There was a rapping on the door. This time Stone covered his automatic with the folded
New York Times
. He got up and admitted a waiter, who rolled in a table with a pot of coffee, two cups, a bottle of Canadian whisky, ice and glasses. He signed the bill and the man left.

“Coffee or a drink first?” asked Stone.

“My God, a drink.
Please
.”

“I envy you.”

“You’re not going to join me?”

“Sorry, I can’t. I allow myself one in the evening; I’ll join you then. You live in Las Vegas, so you’ll understand. I’m trying to beat the odds, Colonel. I intend to beat them.
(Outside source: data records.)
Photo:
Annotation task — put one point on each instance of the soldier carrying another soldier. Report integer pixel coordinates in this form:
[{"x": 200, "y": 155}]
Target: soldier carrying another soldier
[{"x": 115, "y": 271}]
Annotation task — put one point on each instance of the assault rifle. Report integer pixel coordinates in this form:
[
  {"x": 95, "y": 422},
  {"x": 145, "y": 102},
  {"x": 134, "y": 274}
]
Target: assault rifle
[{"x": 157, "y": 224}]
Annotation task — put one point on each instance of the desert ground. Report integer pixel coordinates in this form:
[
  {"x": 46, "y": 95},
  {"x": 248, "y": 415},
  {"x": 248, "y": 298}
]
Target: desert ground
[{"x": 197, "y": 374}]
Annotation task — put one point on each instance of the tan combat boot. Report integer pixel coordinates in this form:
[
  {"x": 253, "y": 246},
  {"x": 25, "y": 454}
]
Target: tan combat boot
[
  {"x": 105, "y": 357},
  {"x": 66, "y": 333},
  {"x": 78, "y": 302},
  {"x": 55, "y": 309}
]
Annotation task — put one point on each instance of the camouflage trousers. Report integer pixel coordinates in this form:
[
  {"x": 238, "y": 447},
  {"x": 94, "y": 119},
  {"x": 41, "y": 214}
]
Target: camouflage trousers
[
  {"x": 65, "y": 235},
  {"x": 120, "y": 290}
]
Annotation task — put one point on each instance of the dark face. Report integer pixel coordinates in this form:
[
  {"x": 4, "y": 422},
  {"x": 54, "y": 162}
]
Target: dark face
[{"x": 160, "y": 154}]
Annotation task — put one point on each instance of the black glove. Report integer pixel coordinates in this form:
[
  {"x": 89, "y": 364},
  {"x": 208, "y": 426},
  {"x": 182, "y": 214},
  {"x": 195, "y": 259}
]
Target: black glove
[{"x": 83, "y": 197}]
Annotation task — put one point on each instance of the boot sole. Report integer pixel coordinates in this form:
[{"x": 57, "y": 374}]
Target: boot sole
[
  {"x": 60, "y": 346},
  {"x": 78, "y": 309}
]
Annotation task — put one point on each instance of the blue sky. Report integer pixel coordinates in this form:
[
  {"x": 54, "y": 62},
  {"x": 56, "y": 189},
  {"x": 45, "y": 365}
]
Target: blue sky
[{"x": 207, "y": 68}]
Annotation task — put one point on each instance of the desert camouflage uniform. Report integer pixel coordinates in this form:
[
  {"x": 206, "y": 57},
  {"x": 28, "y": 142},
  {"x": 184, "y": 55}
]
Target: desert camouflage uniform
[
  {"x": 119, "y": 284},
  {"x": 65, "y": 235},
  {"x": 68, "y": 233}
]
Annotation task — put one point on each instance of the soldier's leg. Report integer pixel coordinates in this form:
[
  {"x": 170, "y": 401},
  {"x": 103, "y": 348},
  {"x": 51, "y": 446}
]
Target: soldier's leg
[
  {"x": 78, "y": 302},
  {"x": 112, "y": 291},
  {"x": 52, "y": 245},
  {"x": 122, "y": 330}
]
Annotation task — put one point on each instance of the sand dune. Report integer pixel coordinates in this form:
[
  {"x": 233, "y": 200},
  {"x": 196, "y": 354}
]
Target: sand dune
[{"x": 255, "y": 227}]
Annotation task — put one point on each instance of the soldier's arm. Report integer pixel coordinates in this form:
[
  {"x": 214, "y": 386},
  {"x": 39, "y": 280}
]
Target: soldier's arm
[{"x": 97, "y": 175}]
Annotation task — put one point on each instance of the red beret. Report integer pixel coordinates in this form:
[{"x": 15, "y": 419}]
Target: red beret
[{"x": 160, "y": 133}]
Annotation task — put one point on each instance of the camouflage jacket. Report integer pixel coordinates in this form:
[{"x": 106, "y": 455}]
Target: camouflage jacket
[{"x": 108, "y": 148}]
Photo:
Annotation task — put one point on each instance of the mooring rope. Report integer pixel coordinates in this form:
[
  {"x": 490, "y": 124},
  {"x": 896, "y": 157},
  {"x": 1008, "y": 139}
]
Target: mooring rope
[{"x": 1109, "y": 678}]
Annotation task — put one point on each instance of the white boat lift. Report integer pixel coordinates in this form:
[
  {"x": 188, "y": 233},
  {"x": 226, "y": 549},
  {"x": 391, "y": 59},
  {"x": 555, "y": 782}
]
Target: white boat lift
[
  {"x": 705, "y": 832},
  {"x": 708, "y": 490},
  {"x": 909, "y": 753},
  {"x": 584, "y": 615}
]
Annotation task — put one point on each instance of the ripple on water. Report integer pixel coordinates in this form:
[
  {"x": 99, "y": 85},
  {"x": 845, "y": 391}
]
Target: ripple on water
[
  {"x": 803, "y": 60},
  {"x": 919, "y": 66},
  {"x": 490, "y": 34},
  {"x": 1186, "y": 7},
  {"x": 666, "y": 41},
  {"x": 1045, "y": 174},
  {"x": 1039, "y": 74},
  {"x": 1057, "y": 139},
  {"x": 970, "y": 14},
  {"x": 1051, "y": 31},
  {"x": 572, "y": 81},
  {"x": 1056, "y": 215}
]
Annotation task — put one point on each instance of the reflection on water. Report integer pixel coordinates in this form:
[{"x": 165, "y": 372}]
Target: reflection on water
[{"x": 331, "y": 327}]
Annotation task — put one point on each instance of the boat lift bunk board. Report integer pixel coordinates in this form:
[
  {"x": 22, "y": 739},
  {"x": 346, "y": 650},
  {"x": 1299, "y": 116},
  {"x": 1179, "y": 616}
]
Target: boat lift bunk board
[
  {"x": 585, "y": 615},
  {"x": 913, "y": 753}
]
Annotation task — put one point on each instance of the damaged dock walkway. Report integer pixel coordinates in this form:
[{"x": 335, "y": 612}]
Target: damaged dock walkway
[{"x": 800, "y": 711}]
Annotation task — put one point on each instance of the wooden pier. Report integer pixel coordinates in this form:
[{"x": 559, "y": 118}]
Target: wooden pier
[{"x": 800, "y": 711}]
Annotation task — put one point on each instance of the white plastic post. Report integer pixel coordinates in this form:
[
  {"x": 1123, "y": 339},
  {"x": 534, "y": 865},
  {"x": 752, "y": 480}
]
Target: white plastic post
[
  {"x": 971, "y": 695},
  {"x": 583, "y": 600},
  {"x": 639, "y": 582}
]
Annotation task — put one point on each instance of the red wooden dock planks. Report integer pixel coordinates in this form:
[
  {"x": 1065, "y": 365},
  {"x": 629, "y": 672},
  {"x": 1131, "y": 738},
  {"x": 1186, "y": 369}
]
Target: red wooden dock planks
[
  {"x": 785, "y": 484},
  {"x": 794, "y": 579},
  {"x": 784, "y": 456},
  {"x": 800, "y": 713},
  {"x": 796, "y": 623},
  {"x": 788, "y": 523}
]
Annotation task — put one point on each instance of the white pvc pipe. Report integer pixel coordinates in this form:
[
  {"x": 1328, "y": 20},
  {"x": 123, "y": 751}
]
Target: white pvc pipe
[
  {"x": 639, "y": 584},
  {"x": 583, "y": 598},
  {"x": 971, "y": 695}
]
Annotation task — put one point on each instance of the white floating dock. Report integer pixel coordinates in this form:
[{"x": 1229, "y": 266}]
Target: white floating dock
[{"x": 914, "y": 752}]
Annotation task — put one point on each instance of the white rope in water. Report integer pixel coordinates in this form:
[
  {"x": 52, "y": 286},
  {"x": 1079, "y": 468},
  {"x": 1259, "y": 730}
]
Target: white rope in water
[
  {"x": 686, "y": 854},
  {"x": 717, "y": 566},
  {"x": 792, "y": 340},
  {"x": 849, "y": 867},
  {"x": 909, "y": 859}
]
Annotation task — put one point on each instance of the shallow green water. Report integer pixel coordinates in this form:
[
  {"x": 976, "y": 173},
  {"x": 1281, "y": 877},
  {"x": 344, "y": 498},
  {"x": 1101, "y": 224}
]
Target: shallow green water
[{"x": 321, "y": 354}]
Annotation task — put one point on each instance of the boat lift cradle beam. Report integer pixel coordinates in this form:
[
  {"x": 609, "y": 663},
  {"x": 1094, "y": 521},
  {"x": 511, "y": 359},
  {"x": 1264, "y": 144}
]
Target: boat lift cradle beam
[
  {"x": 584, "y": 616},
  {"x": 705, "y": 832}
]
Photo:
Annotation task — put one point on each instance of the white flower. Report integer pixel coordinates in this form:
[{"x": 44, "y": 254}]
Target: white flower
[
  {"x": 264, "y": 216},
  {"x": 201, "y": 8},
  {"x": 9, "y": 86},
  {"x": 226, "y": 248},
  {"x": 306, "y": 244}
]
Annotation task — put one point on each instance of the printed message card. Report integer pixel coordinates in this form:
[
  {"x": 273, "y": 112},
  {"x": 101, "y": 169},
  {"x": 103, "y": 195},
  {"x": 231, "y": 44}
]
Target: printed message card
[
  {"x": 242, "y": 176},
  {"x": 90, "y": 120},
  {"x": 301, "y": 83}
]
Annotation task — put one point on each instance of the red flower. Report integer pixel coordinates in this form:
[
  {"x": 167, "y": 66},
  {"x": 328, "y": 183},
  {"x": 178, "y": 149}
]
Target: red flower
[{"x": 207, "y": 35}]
I was fired, remember?” Stone brought the Air Force officer a drink and sat down.

“You can’t beat the odds, don’t you know that?”

“I’ve beaten a few. I’m still here.”

“The courts,” said Metcalf, shaking his head. “
A
court! It’s an end run. He’s using the law to go around the flanks of the government people he should reach but whom he can’t trust. Can it
work
?”

“It buys time, a few days perhaps, it’s hard to tell. ‘Under seal’ lasts only so long. The law also calls for full disclosure. But what’s most important is that it legitimately tightens the security around potential targets, hopefully screwing up whatever tactics Aquitaine is mounting, forcing the generals to regroup, rethink. Again time.”

“But that’s only over here in the States.”

“Yes. That’s why Converse wants the time.”

“What for?”

“He won’t tell me, and I’m in no position to make demands.”

“I see,” said the Colonel, his drink to his lips.

“You said three rooms. Who are the others?”

“You’ll meet them and you won’t like them. They’re two kids who stumbled into this along with a few others I don’t know, and they won’t say who they are. After Halliday reached them—or one of them—they provided the dossiers for Converse. They’re young, but they’re all right, Colonel. If I ever had a son, I’d like to think he’d be one of them.”